Friday, December 28, 2012

Constant Democracy

Here's an article I wrote before the Presidential election this year.

In Egypt and Tunisia, masses of protesters successfully removed authoritarian, western-backed autocrats from power.

In Greece and throughout Europe, bands of activists have united to challenge the harmful austerity measures being forced on them.

Even in the United States, thousands have gathered in Zuccotti Park and in cities across the country to protest the gross inequality that dominates the American political and economic systems.

But like previous election cycles, this year we have the same old choice of two representatives of the American power structure, both Harvard graduates, who will likely receive over one billion dollars each in campaign contributions, mostly from corporate donors.

The most important issue in the 2012 election is not any of the significant problems facing the country: unemployment, health reform, or inequality. It is clear that President Obama’s proposals will do little to address any of these and Governor Romney’s will likely make the situation worse.

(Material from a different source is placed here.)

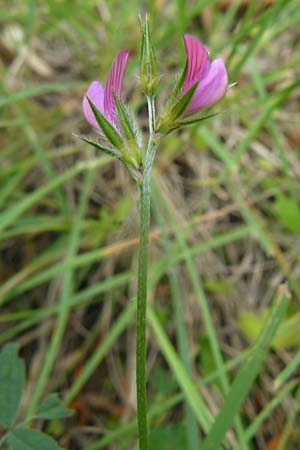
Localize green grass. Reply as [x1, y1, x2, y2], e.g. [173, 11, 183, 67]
[1, 0, 300, 449]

Nor is it any of the potentially cataclysmic problems facing the planet: climate change, hunger, or war. Both candidates are even more indifferent to confronting these because they are seemingly far away and ignored by the corporate media.

No, the most important issue surrounding the 2012 elections is the nature of our democracy itself.

In particular, what is important this year is how our democracy is becoming increasingly eroded due to the influence of corporate money. This process has been ongoing for decades now, but has become even more relevant with the Supreme Court’s devastating decision in the Citizens United case.

This presidential election will be the first since that fateful Supreme Court decision and it is increasingly clear the winner will likely be decided by who can best sell themselves to corporate power.

At the most basic level, a democracy must ensure that each citizen can have an equal role in the political process. When money, which is distributed incredibly unequally in the United States, is used as the basis for political speech than this fundamental tenet disappears.

The implications of this upheaval are dire. While Washington has always been aloof of the interests of the public, it can now further insulate itself behind a wall of money from corporate donors and lobbyists. Any issue, foreign or domestic, will be decided based on the whims of corporate power, which almost always runs contradictory to the needs and will of the public.

The harmful effects of these corporate influences can be seen in almost any area. They extend from health reform, where the power of wealthy insurance companies overcame the needs of the uninsured and poor by preventing significant reform, to climate change, where efforts to regulate greenhouse gas emissions were halted by the fossil fuel industry’s continuous effort to prevent any real measures from passing. Even in the realm of foreign policy, where defense contractors and private security firms use their influence to keep us mired in conflicts that drain money from the government into their own pockets while resulting in the deaths of thousands of civilians.


So how can we counter these seemingly unstoppable forces?


The first thing we must do this election year is understand that true democracy is not something that will be handed down from above. This is the ultimate lesson from Tahrir square and other sites of revolution.


Many on the left, myself included, made the mistake of thinking that simply electing President Obama in 2008 was enough to generate real change. The last four years have made it clear that we cannot rely on anyone but ourselves.


Using this year’s election to reinforce in our minds and the minds of others the limits of electoral politics is our best hope to create mobilization to strengthen our democracy. Making this fact clear will not be an easy task. The corporate media will focus on the minute, almost imperceptible differences between each candidate, trying to make the options seem significantly different. It is our job to reveal this charade and convince the public that the choices we are presented with are not real choices at all—it’s Coke and Pepsi or McDonalds and Burger King.


We can achieve this goal a number of ways. We can help support and publicize third party candidates to make it clear how much wider the spectrum is than that presented by the two major parties. We can occupy the elections—making our presence felt at campaign rallies and debates, when the media’s attention is the highest. And we must make valuable connections with both forces already in opposition to our present predicament and those who have become disillusioned.


Most of all, we need to break free of the mindset that traps us in the perception that democracy is something that happens only during election years and learn that constant democracy is the only genuine democracy.